Right – but what about the interior life, and the life of ideas and personal growth? During these four years I must have read a few hundred books (my Goodreads account is a very incomplete but growing record of my literary appetite) and watched many, many films. I completely stopped watching regular TV. I started Wimmerblog.com and published my first short story, “The Scorcher”. I gave several talks and took time to write prose whenever I reasonably could after a day of writing journalism. Travelled to Spain, Croatia, France, Switzerland, Austria, Italy, the Vatican and the Czech Republic. Took up ocean swimming and swam my first open water race. Spent a week in hospital with a mysterious disease – possibly Chikungunya fever – but recovered quickly and – so far – completely. And during all of this time I met an incredibly diverse number of individuals and families, some of them enriching, inspiring, challenging in the best sense of the word – and many of them I am grateful to now call my friends. Above all, however, I grew in my spiritual life, and through this, as a husband to my adored wife and as a father to my beloved children. I was able to give my roles and vocations in life a go. And it was here that I really found meaning and a purpose. Everything else was – and is, and will be – secondary.
Regrets? I’ve had a few
Of course, there are regrets. Most of these are personal: I regret not making more fully use of the time, talents and abilities given to me. I regret not living up to expectations of myself in many ways, and at another level, regret regretting this, since it means I am sometimes not humble enough to realize and make peace with my own – or others’ – limitations. I was not always the best husband, father, co-worker, friend, boss, writer, journalist, that I could have been. Sometimes, by a long shot. But I am grateful to say that I was allowed to start again every day. And – since I am a practicing Catholic – with a completely clean slate whenever I needed to avail myself of the sacrament of reconciliation, aka confession.

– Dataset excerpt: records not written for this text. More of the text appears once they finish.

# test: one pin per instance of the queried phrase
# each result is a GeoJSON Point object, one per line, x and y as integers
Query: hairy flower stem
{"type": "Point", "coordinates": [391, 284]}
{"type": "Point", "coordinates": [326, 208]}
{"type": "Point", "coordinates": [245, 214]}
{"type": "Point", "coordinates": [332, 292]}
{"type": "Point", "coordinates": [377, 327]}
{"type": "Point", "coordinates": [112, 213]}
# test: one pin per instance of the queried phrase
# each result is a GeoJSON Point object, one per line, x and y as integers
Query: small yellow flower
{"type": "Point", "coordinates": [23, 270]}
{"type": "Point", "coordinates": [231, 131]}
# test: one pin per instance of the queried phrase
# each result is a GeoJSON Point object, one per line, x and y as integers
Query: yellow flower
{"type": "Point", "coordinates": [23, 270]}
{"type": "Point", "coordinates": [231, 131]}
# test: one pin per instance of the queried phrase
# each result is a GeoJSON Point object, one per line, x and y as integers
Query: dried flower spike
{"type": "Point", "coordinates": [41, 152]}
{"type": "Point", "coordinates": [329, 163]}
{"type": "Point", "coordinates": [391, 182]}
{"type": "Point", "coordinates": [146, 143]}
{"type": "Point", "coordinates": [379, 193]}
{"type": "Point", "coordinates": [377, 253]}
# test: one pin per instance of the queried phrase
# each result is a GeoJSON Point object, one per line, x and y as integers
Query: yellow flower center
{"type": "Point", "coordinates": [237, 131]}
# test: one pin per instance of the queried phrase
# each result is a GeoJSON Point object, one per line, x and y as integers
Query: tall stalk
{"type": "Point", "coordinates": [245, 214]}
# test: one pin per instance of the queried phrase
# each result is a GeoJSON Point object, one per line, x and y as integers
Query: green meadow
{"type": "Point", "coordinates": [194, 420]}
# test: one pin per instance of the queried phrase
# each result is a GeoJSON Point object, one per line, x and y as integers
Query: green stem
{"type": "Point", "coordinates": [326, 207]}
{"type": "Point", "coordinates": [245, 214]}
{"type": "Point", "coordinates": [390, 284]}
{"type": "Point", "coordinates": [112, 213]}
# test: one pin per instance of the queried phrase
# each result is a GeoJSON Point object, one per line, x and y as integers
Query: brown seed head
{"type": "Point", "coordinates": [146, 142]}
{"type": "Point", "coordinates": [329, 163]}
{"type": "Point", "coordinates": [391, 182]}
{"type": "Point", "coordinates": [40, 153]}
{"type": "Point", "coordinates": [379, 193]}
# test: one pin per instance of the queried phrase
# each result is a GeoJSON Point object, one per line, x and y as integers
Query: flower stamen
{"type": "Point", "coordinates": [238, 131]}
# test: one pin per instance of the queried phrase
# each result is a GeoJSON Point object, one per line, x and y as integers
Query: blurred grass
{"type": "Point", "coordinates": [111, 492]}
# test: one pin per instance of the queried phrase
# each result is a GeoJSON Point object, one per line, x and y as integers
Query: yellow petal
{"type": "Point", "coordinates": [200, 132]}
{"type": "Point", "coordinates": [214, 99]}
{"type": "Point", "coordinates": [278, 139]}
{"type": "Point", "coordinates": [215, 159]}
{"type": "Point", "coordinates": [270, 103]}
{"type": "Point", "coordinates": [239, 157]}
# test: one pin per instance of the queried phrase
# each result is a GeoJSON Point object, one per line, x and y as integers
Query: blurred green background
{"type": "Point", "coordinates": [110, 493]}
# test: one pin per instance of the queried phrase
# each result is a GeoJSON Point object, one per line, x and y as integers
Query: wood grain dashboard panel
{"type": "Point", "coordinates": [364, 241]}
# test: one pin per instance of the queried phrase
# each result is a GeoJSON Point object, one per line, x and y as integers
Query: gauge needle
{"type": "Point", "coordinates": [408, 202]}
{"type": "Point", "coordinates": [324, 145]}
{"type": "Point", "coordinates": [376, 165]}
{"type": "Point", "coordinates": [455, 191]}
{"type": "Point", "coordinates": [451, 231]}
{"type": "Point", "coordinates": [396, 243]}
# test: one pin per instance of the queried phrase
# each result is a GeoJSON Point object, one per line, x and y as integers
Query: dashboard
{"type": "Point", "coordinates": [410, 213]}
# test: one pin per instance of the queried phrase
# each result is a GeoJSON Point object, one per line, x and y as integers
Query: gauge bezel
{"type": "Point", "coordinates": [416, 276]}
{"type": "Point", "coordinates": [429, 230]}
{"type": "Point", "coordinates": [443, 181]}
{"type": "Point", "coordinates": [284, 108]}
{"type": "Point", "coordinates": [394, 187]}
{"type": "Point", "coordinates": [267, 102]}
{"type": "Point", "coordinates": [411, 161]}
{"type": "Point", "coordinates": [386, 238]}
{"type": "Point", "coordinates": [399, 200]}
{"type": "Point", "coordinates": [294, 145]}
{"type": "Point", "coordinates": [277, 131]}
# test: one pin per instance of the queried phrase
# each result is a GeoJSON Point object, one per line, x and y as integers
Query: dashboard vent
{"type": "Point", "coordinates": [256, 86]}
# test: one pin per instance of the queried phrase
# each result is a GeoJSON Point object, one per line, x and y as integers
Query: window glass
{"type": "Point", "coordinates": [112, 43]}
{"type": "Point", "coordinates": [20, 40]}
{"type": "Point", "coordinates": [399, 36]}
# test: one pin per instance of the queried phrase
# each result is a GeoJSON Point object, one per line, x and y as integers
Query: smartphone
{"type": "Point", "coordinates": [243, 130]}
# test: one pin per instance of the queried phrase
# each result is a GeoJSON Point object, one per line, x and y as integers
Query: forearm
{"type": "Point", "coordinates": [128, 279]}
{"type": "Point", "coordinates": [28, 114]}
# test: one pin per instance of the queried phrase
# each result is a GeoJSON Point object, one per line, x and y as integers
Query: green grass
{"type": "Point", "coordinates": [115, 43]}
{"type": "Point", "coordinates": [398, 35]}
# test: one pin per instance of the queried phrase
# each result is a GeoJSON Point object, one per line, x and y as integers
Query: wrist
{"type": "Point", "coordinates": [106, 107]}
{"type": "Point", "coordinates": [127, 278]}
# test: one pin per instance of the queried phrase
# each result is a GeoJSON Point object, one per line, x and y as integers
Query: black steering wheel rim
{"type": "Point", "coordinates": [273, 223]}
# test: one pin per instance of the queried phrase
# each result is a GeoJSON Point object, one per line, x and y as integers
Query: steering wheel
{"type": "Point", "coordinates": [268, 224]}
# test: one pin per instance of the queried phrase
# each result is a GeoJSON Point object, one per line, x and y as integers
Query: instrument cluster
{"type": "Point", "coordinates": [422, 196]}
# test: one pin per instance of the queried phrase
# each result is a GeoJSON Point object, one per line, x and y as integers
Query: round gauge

So how have you grown in the last four years? What are your regrets and how do you think we take stock, or rather: how we should? What would you write down for a ten minute read?
I started writing this as “four years in four minutes”. Then I corrected it to five, and, finally, ten minutes…I had to stop myself from making it more than that. Try it, and you may find the same thing happen to you. Either way, let me know – I’d be curious to find out!